Health Reform Hinges on IT

The center on Thursday also launched its new Task Force on Delivery System Reform and Health IT. It is co-chaired by former Sens. Tom Daschle, a South Dakota Democrat, and Bill Frist, a Tennessee Republican and a cardiologist. Daschle and Frist, former Senate majority leaders, jointly head the center's Health Project along with former South Dakota Gov. Mike Rounds, a Republican, and former Ohio Gov. Ted Strickland, a Democrat.

Health IT is the primary cure to what ails the country's health-care system, the nonprofit Bipartisan Policy Center concludes in a report released Thursday.

The power of health IT to improve health care lies in its ability to dramatically increase information-sharing among a network of health-care providers, according to the executive summary of the report, "The Role of Health IT in Supporting Health Care Transformation: Building a Strong Foundation for America's Health Care System."

Information sharing is critical to ensuring that health reform efforts succeed, says the report. Moreover, greater patient access to health information is needed to drive down health-care costs. New state insurance exchanges also rely on health IT to streamline patient enrollment, determine eligibility and help consumers decide among insurance coverage options, the report says.

"This bipartisan consensus embraces the strong belief that health IT is a -- if not the -- most important infrastructure component to address the primary challenges confronting the American health care system: rising costs, eroding coverage, and inconsistent quality," concludes the executive summary. "Coaxing the system into the information age will be critical to making long overdue progress on all of these fronts," the report says.

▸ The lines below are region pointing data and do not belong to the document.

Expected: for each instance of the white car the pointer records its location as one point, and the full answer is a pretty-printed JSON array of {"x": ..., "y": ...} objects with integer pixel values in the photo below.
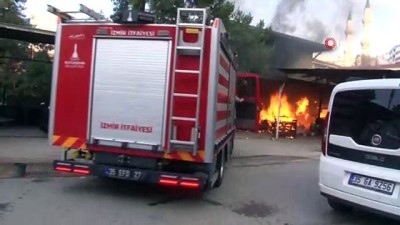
[{"x": 360, "y": 160}]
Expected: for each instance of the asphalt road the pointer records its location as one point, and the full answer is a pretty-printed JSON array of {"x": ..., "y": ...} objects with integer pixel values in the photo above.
[{"x": 261, "y": 190}]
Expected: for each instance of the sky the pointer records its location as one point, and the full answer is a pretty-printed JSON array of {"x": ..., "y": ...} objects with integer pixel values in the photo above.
[{"x": 306, "y": 18}]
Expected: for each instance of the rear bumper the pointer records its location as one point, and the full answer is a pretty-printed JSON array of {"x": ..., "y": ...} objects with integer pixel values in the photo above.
[
  {"x": 186, "y": 181},
  {"x": 334, "y": 174},
  {"x": 361, "y": 203}
]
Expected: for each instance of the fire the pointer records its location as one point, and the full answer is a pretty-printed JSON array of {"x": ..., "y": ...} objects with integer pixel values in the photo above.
[
  {"x": 271, "y": 113},
  {"x": 298, "y": 113},
  {"x": 323, "y": 113}
]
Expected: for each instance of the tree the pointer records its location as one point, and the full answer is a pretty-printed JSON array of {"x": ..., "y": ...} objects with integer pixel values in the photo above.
[
  {"x": 10, "y": 50},
  {"x": 36, "y": 82}
]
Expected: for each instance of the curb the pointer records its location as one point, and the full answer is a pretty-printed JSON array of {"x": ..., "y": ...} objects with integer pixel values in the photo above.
[{"x": 9, "y": 170}]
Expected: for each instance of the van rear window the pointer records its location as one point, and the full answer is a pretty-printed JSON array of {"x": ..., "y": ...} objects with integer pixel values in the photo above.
[{"x": 369, "y": 117}]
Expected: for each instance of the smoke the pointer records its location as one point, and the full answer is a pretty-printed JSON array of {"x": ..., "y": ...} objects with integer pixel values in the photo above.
[
  {"x": 297, "y": 17},
  {"x": 281, "y": 21}
]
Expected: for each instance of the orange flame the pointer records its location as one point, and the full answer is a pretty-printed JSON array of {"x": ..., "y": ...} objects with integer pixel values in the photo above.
[
  {"x": 323, "y": 113},
  {"x": 288, "y": 113},
  {"x": 271, "y": 113}
]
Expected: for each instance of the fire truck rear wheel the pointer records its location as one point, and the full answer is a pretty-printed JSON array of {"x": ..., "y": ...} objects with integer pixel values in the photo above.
[{"x": 220, "y": 168}]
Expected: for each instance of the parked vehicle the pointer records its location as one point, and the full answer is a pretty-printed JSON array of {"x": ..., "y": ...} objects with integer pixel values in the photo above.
[
  {"x": 146, "y": 102},
  {"x": 360, "y": 160}
]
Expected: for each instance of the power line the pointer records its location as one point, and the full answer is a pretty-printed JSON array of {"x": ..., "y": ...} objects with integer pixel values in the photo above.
[{"x": 22, "y": 59}]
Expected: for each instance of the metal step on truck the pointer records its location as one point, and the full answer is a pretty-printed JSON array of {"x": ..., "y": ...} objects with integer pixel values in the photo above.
[{"x": 137, "y": 100}]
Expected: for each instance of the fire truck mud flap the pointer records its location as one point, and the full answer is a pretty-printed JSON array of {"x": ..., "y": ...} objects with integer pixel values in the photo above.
[{"x": 187, "y": 181}]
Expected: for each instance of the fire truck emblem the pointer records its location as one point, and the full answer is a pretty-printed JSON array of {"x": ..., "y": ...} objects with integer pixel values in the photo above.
[
  {"x": 376, "y": 140},
  {"x": 74, "y": 61},
  {"x": 75, "y": 56}
]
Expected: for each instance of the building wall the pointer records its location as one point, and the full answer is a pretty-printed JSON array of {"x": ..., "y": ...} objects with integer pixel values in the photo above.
[{"x": 289, "y": 54}]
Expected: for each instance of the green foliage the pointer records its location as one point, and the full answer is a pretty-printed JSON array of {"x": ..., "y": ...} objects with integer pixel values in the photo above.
[
  {"x": 22, "y": 80},
  {"x": 36, "y": 81}
]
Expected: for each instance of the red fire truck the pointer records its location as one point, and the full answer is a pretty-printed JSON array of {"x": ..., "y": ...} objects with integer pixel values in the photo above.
[{"x": 141, "y": 101}]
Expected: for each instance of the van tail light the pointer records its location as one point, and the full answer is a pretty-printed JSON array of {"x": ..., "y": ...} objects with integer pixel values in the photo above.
[{"x": 324, "y": 139}]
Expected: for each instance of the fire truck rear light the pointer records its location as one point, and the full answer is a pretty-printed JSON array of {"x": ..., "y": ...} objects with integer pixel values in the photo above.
[
  {"x": 63, "y": 169},
  {"x": 191, "y": 25},
  {"x": 188, "y": 48},
  {"x": 190, "y": 184},
  {"x": 163, "y": 33},
  {"x": 168, "y": 182},
  {"x": 82, "y": 171}
]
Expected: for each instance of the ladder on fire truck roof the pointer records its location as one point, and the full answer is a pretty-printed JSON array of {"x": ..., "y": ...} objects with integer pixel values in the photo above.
[
  {"x": 67, "y": 17},
  {"x": 183, "y": 48}
]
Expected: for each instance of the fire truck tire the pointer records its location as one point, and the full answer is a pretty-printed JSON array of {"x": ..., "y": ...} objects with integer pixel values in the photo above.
[{"x": 220, "y": 168}]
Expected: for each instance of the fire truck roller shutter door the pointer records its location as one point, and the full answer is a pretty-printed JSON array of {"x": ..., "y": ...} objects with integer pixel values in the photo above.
[{"x": 129, "y": 92}]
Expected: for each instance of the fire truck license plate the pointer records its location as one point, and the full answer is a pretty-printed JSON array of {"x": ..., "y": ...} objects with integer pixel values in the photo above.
[{"x": 122, "y": 173}]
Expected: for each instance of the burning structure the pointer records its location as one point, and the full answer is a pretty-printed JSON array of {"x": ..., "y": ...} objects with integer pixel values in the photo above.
[{"x": 301, "y": 106}]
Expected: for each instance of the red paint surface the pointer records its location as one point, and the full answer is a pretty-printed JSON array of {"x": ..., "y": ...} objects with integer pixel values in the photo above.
[{"x": 73, "y": 85}]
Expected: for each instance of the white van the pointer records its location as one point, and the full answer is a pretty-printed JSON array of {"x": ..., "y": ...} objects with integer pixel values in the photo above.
[{"x": 360, "y": 160}]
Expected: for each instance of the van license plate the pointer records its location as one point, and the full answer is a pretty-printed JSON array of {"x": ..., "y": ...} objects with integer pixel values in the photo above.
[
  {"x": 123, "y": 173},
  {"x": 370, "y": 183}
]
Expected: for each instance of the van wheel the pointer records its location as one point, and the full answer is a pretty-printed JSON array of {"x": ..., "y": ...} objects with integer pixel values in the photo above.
[
  {"x": 221, "y": 169},
  {"x": 340, "y": 207}
]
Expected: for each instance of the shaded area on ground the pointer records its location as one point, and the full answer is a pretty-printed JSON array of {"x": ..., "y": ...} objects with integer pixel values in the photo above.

At the same time, several things need to happen for health IT to reach its potential for improving health care, says the report's author, Janet Marchibroda, chair of the center's Health Information Technology Initiative. Chief among them:

  • Improving public- and private-sector collaboration for workforce training; helping small and rural practices and hospitals implement electronic health records; and developing state health information exchanges.
  • Aligning health IT system capabilities more closely with health reform efforts.
  • Engaging the public more effectively in using emerging health IT technologies geared toward consumers.

The task force will release recommendations later this year for "aligning current health IT efforts to best utilize scarce public and private resources in support of new care delivery models that will improve the quality of care for all Americans," the center says in a news release.